Has anyone seen this - so cool if you are creating an Egyptian theme for your haunt!

https://discoveringegypt.com/egyptian-hieroglyphic-writing/hieroglyphic-typewriter/


----------



## Hauntiholik (May 17, 2006)

Thank you Headless!!!!


----------



## Hairazor (Mar 13, 2012)

So cool, thanks


----------



## Headless (Sep 4, 2011)

I'll leave it to you to figure out what I typed.........


----------



## Hairazor (Mar 13, 2012)

Well, thank you for the above message (yes, I deciphered it)


----------



## fontgeek (Jul 24, 2006)

There are hieroglyphics typefaces/fonts you can get to set your own text, should you so desire or need it.
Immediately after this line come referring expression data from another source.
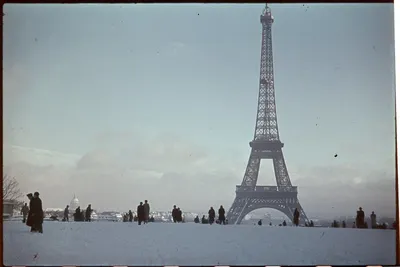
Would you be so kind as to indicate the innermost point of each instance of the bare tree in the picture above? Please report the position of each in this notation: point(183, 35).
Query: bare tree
point(11, 191)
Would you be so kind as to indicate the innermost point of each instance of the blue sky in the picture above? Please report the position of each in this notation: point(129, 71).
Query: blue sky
point(79, 78)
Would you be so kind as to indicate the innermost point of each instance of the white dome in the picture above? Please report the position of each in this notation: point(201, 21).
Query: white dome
point(74, 203)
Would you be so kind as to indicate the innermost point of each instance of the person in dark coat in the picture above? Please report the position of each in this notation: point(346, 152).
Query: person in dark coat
point(36, 211)
point(174, 214)
point(77, 214)
point(360, 218)
point(221, 215)
point(130, 214)
point(373, 220)
point(29, 221)
point(179, 215)
point(88, 213)
point(66, 214)
point(211, 215)
point(296, 216)
point(24, 212)
point(146, 211)
point(140, 213)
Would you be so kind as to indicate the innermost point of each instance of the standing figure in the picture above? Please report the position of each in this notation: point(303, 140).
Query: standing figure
point(140, 213)
point(174, 214)
point(36, 211)
point(66, 214)
point(221, 215)
point(296, 216)
point(88, 213)
point(211, 215)
point(146, 211)
point(373, 220)
point(24, 212)
point(130, 215)
point(29, 221)
point(360, 218)
point(179, 215)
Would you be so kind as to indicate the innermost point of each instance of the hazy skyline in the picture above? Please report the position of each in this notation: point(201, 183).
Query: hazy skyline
point(121, 103)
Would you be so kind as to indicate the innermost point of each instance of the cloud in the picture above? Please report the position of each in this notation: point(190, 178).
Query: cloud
point(125, 168)
point(175, 47)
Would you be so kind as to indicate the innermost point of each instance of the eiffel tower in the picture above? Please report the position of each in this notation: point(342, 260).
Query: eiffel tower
point(266, 145)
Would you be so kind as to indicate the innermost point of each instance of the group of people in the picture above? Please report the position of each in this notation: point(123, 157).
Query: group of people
point(79, 215)
point(33, 214)
point(211, 217)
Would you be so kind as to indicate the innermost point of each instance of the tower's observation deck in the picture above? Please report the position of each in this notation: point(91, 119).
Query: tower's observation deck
point(266, 16)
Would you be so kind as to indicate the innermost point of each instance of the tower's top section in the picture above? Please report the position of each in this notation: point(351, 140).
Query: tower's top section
point(266, 16)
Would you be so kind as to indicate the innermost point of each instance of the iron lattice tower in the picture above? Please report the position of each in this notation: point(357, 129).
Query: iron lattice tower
point(266, 145)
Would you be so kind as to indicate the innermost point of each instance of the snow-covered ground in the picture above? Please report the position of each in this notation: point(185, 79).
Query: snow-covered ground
point(113, 243)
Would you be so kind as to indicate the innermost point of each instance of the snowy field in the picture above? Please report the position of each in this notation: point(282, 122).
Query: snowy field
point(109, 243)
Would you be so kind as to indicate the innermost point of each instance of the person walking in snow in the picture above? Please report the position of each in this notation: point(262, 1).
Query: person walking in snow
point(373, 220)
point(221, 215)
point(296, 216)
point(174, 214)
point(146, 211)
point(130, 214)
point(24, 212)
point(179, 215)
point(66, 214)
point(88, 212)
point(140, 213)
point(36, 211)
point(211, 215)
point(360, 218)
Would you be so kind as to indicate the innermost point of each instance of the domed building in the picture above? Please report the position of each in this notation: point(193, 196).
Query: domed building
point(73, 205)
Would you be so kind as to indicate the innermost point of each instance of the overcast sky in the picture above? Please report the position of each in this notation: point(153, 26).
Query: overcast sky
point(121, 103)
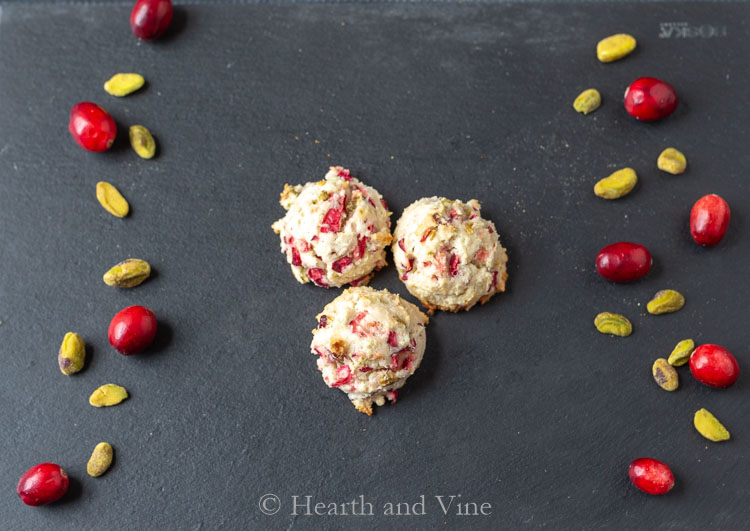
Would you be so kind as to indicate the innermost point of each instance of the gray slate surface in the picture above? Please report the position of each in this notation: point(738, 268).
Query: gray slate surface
point(520, 403)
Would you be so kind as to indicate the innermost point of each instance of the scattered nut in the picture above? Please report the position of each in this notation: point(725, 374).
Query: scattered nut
point(100, 460)
point(615, 47)
point(128, 273)
point(709, 426)
point(588, 101)
point(617, 185)
point(142, 142)
point(108, 395)
point(665, 375)
point(123, 84)
point(72, 354)
point(681, 353)
point(111, 199)
point(672, 161)
point(613, 323)
point(665, 301)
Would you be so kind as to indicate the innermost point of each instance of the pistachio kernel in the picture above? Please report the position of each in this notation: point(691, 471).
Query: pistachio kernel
point(128, 273)
point(587, 101)
point(108, 395)
point(709, 426)
point(613, 323)
point(671, 161)
point(72, 353)
point(665, 301)
point(665, 375)
point(615, 47)
point(100, 460)
point(681, 353)
point(142, 142)
point(123, 84)
point(111, 199)
point(617, 185)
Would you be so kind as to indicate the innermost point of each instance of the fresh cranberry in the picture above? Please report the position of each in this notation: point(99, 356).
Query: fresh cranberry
point(648, 99)
point(714, 365)
point(651, 476)
point(92, 127)
point(709, 219)
point(42, 484)
point(623, 261)
point(454, 262)
point(132, 329)
point(150, 18)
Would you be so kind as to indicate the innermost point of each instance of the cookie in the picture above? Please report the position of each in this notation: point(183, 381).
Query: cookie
point(447, 255)
point(368, 342)
point(335, 231)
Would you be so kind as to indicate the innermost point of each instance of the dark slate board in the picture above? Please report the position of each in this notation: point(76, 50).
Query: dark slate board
point(520, 404)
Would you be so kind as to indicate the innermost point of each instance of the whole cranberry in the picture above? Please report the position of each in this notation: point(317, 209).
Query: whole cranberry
point(648, 99)
point(132, 329)
point(714, 365)
point(150, 18)
point(623, 261)
point(92, 127)
point(709, 219)
point(42, 484)
point(651, 476)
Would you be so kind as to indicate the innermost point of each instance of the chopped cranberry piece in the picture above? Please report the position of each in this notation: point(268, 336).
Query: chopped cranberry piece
point(332, 221)
point(392, 339)
point(341, 263)
point(355, 323)
point(455, 260)
point(316, 275)
point(296, 260)
point(344, 376)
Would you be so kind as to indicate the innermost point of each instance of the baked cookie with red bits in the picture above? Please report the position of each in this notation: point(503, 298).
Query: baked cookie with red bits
point(447, 255)
point(368, 342)
point(335, 231)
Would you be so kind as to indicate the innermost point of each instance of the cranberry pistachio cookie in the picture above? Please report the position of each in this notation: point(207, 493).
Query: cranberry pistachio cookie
point(447, 255)
point(335, 231)
point(368, 342)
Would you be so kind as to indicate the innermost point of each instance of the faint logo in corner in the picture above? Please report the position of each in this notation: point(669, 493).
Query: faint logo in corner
point(683, 30)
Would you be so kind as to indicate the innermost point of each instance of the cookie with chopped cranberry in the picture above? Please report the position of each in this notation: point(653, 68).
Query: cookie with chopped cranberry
point(447, 255)
point(368, 342)
point(335, 231)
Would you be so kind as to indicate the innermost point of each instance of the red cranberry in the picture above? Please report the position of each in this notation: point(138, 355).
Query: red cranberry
point(132, 329)
point(714, 365)
point(42, 484)
point(651, 476)
point(709, 219)
point(150, 18)
point(649, 99)
point(623, 261)
point(92, 127)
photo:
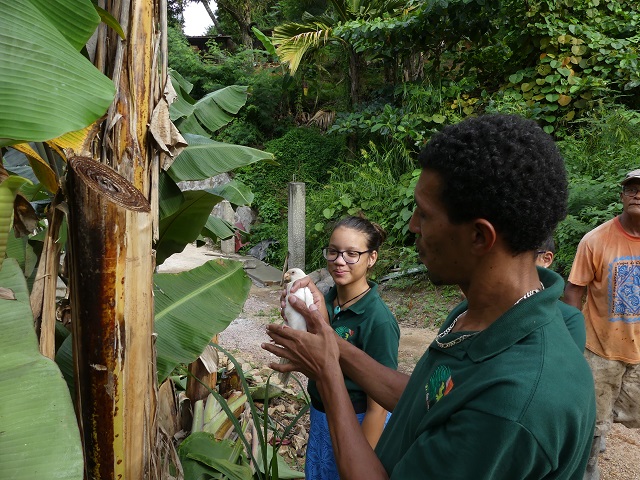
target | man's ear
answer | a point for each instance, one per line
(547, 258)
(483, 236)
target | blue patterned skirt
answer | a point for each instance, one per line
(320, 464)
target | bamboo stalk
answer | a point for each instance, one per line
(112, 317)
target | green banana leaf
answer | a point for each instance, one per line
(39, 432)
(169, 194)
(8, 190)
(205, 158)
(202, 456)
(235, 192)
(193, 306)
(44, 76)
(185, 224)
(284, 470)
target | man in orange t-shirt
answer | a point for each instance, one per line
(607, 269)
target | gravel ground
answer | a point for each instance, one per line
(620, 461)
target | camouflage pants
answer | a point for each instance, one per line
(617, 387)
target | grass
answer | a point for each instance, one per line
(414, 300)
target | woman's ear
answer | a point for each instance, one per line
(373, 258)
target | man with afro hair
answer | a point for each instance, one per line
(502, 392)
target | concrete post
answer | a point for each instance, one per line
(296, 225)
(227, 246)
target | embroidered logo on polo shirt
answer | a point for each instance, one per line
(344, 332)
(439, 385)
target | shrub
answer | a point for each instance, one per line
(602, 149)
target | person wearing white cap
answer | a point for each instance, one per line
(607, 269)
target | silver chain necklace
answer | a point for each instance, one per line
(462, 338)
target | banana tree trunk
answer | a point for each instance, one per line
(112, 316)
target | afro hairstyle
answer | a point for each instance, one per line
(502, 168)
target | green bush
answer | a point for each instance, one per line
(603, 147)
(371, 186)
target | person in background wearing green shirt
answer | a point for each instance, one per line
(502, 392)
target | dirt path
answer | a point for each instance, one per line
(621, 460)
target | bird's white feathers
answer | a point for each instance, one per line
(293, 318)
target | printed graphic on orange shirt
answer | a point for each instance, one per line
(624, 289)
(344, 332)
(440, 384)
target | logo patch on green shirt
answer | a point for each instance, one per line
(344, 332)
(439, 385)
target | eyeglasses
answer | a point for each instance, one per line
(349, 256)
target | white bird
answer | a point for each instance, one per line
(293, 318)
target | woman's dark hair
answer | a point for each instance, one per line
(502, 168)
(374, 232)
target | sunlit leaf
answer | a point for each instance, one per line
(48, 88)
(184, 319)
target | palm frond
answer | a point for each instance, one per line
(294, 40)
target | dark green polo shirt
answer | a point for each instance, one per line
(574, 320)
(369, 325)
(515, 401)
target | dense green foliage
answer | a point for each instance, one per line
(413, 67)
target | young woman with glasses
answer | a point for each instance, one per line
(359, 316)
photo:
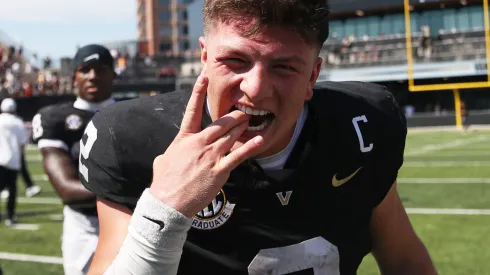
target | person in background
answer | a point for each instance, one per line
(57, 131)
(13, 138)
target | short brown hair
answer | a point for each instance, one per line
(309, 18)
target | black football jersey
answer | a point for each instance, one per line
(62, 126)
(312, 217)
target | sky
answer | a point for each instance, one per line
(55, 27)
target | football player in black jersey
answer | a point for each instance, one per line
(261, 170)
(57, 130)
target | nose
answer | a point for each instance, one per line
(256, 83)
(91, 74)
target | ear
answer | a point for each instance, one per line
(313, 78)
(204, 51)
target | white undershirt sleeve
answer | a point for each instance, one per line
(156, 236)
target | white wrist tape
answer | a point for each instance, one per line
(160, 225)
(156, 236)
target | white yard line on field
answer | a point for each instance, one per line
(30, 258)
(447, 211)
(444, 180)
(440, 146)
(460, 153)
(34, 158)
(446, 163)
(55, 201)
(40, 178)
(25, 226)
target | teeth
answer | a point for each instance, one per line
(250, 111)
(258, 128)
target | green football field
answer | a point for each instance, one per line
(444, 184)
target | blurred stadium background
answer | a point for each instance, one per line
(432, 55)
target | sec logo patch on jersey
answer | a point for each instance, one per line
(73, 122)
(214, 215)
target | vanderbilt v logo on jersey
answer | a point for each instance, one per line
(284, 199)
(73, 122)
(215, 215)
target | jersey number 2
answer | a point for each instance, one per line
(37, 127)
(85, 149)
(355, 121)
(317, 254)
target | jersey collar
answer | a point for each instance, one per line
(83, 104)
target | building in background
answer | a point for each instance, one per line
(163, 27)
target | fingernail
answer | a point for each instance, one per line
(203, 79)
(258, 140)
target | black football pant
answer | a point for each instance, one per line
(8, 179)
(25, 174)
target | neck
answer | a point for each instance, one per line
(83, 104)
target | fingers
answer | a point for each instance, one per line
(191, 122)
(224, 125)
(249, 149)
(225, 143)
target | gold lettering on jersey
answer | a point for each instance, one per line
(284, 199)
(214, 215)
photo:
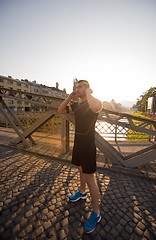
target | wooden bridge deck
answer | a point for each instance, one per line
(50, 145)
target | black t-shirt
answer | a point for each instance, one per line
(85, 120)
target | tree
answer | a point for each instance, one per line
(142, 100)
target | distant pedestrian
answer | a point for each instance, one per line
(84, 150)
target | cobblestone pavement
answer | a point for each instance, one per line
(34, 201)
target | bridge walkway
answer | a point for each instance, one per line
(34, 201)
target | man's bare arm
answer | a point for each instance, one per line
(94, 104)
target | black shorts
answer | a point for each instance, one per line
(84, 155)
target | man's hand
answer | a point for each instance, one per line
(62, 107)
(73, 95)
(89, 90)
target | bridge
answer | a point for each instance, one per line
(35, 188)
(128, 153)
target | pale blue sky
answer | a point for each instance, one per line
(112, 44)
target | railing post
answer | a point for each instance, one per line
(64, 136)
(116, 132)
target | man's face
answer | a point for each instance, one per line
(81, 89)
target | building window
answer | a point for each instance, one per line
(45, 92)
(10, 82)
(10, 101)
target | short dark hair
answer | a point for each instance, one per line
(84, 81)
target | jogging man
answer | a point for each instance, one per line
(84, 150)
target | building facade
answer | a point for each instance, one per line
(27, 86)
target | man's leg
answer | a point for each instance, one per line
(94, 190)
(82, 181)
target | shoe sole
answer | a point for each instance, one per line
(78, 199)
(93, 228)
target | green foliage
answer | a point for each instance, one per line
(142, 100)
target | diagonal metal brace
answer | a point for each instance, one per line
(36, 125)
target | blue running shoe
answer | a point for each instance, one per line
(78, 195)
(91, 222)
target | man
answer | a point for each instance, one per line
(84, 150)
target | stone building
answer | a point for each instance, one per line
(31, 87)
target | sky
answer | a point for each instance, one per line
(110, 43)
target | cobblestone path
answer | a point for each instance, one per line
(34, 201)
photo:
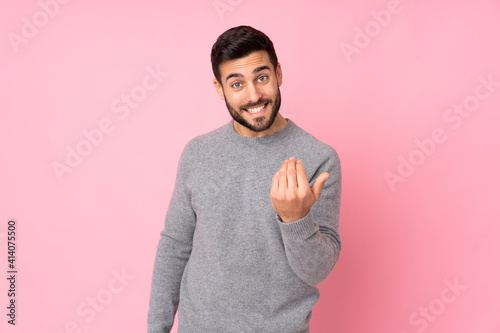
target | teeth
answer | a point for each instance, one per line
(255, 110)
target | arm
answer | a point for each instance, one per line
(173, 252)
(309, 217)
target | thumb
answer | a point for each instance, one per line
(319, 183)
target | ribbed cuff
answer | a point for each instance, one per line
(302, 228)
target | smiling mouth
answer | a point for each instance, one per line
(257, 111)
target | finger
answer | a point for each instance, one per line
(319, 183)
(282, 181)
(291, 173)
(301, 176)
(274, 184)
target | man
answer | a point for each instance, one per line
(246, 237)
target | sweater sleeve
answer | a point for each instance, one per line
(173, 252)
(312, 244)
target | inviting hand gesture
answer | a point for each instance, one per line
(291, 196)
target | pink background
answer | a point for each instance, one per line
(419, 254)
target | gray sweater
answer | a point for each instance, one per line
(225, 261)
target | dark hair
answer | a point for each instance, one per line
(238, 42)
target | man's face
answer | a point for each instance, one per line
(250, 88)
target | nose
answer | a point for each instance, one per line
(253, 93)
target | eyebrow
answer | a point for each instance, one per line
(258, 69)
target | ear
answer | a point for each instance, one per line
(279, 74)
(219, 89)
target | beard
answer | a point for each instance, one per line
(260, 124)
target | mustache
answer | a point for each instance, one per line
(259, 102)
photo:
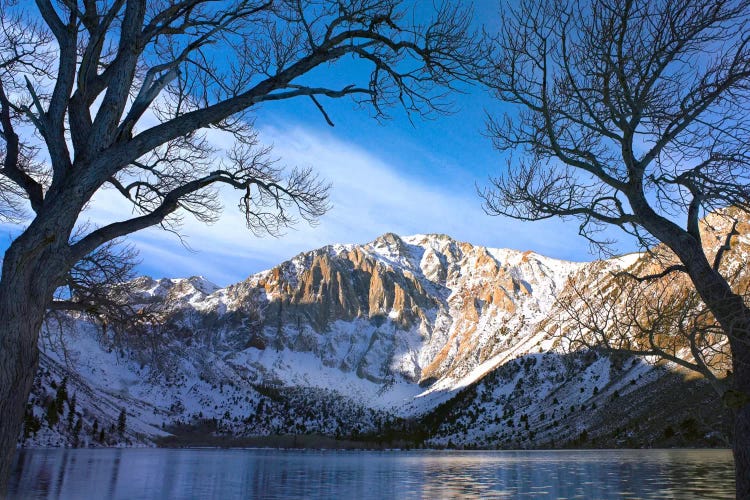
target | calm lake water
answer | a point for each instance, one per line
(210, 473)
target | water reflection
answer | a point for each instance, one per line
(160, 473)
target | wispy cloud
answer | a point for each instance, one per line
(369, 197)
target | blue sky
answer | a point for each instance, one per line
(400, 176)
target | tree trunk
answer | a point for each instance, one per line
(733, 315)
(741, 443)
(20, 322)
(31, 267)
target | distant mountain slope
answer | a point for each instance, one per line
(356, 340)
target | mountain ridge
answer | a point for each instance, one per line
(385, 333)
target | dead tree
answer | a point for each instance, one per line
(632, 114)
(120, 93)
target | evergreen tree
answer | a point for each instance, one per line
(62, 395)
(77, 433)
(52, 415)
(31, 424)
(121, 422)
(71, 412)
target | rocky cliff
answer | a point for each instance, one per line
(352, 340)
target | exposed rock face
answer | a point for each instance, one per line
(426, 307)
(384, 330)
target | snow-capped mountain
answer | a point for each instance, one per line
(422, 335)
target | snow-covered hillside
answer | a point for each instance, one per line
(346, 340)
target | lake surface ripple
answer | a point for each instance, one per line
(261, 473)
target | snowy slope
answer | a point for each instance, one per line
(375, 334)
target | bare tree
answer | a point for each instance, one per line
(661, 317)
(120, 94)
(633, 114)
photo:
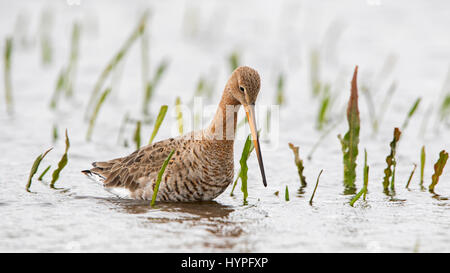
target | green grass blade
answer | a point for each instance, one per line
(411, 112)
(252, 147)
(389, 172)
(244, 168)
(159, 120)
(315, 188)
(351, 138)
(35, 167)
(55, 133)
(411, 175)
(44, 173)
(125, 120)
(438, 169)
(280, 90)
(298, 163)
(179, 115)
(60, 83)
(74, 52)
(233, 61)
(95, 113)
(61, 164)
(366, 175)
(357, 196)
(314, 59)
(158, 180)
(7, 74)
(137, 135)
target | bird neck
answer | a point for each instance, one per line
(223, 125)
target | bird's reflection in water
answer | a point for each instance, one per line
(223, 233)
(207, 209)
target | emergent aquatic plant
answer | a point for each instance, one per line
(351, 139)
(280, 90)
(158, 179)
(315, 188)
(422, 165)
(389, 172)
(363, 191)
(244, 168)
(159, 120)
(179, 115)
(298, 163)
(438, 168)
(7, 75)
(61, 164)
(35, 167)
(411, 175)
(137, 135)
(411, 112)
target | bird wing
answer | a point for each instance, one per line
(136, 169)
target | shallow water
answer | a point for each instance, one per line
(272, 37)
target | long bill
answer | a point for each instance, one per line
(250, 111)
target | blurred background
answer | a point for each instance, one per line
(59, 58)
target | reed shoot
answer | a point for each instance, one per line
(7, 75)
(389, 172)
(322, 117)
(411, 175)
(60, 83)
(35, 167)
(314, 59)
(298, 163)
(233, 61)
(55, 133)
(137, 135)
(61, 164)
(125, 120)
(315, 188)
(158, 179)
(244, 168)
(422, 164)
(252, 147)
(445, 108)
(351, 139)
(179, 115)
(95, 113)
(159, 120)
(44, 173)
(363, 191)
(438, 169)
(280, 90)
(411, 112)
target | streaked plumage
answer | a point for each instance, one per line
(202, 166)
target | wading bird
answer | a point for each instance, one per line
(202, 165)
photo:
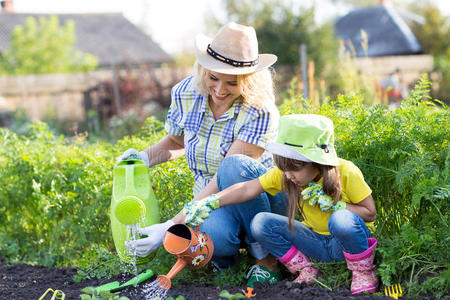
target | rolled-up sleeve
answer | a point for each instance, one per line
(261, 128)
(175, 113)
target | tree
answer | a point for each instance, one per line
(43, 46)
(281, 29)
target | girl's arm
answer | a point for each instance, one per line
(365, 209)
(237, 193)
(240, 192)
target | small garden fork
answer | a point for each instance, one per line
(394, 291)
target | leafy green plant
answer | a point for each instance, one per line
(93, 294)
(41, 47)
(226, 294)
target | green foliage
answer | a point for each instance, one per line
(56, 193)
(434, 37)
(43, 46)
(282, 26)
(48, 185)
(226, 294)
(404, 156)
(92, 294)
(99, 263)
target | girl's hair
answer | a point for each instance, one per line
(256, 88)
(331, 184)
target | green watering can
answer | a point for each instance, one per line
(133, 202)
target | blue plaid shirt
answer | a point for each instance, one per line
(206, 141)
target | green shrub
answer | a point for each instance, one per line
(56, 192)
(404, 156)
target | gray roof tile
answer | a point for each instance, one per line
(387, 31)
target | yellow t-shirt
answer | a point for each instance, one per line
(354, 190)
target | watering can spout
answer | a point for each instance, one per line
(192, 248)
(133, 203)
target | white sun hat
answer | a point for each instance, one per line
(233, 51)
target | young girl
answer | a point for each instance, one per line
(330, 193)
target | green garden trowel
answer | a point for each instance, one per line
(115, 286)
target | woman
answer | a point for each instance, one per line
(221, 118)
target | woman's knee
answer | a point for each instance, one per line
(258, 225)
(237, 168)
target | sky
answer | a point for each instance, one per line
(172, 24)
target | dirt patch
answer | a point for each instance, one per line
(20, 281)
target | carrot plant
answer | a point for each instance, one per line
(404, 156)
(55, 192)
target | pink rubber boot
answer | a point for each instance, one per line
(363, 269)
(295, 261)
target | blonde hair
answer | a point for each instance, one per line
(256, 88)
(331, 184)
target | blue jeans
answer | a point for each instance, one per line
(348, 231)
(229, 226)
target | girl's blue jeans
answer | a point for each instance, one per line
(229, 226)
(348, 231)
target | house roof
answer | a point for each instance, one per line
(110, 37)
(386, 29)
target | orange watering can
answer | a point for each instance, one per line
(192, 248)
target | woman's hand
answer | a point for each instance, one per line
(145, 246)
(197, 211)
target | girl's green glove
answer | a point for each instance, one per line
(197, 211)
(314, 194)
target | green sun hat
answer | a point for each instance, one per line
(306, 137)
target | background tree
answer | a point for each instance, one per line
(44, 46)
(281, 27)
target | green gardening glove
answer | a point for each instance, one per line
(326, 203)
(312, 193)
(197, 211)
(340, 205)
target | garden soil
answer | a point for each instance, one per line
(20, 281)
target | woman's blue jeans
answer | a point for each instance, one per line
(348, 231)
(229, 226)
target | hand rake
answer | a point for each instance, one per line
(393, 291)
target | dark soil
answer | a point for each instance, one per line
(20, 281)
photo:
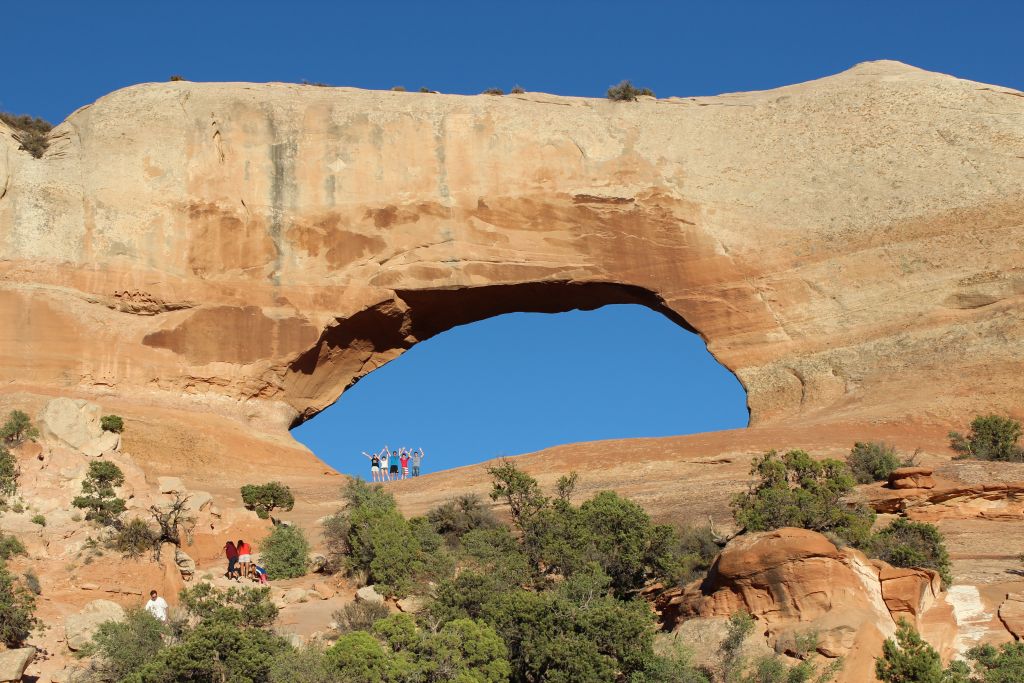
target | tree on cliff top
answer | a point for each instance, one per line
(795, 489)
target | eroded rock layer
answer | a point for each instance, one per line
(849, 248)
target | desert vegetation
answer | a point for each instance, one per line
(627, 92)
(31, 132)
(991, 437)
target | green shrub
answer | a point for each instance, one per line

For someone who might want something along the same lines, here's a free one that's used in the Indiana Jones rides at the Disney theme parks. 
http://davidocchino.com/portfolio/typography/forbidden-eye.html
They have several other cool fonts too, a few of them are free!


----------



## Johnnylee (May 6, 2018)

Cool thanks.


----------



## fontgeek (Jul 24, 2006)

I think dong some signs (with translations) leading into a haunt that tell of a curse, potentially unleashed by people daring to enter a tomb could help build suspense and make it easier for guests to understand what's going on rather than leaving it all for them to try to figure out on their own. It would allow you to tie in your own haunt's features into a cohesive storyline, with almost no work on your part.


----------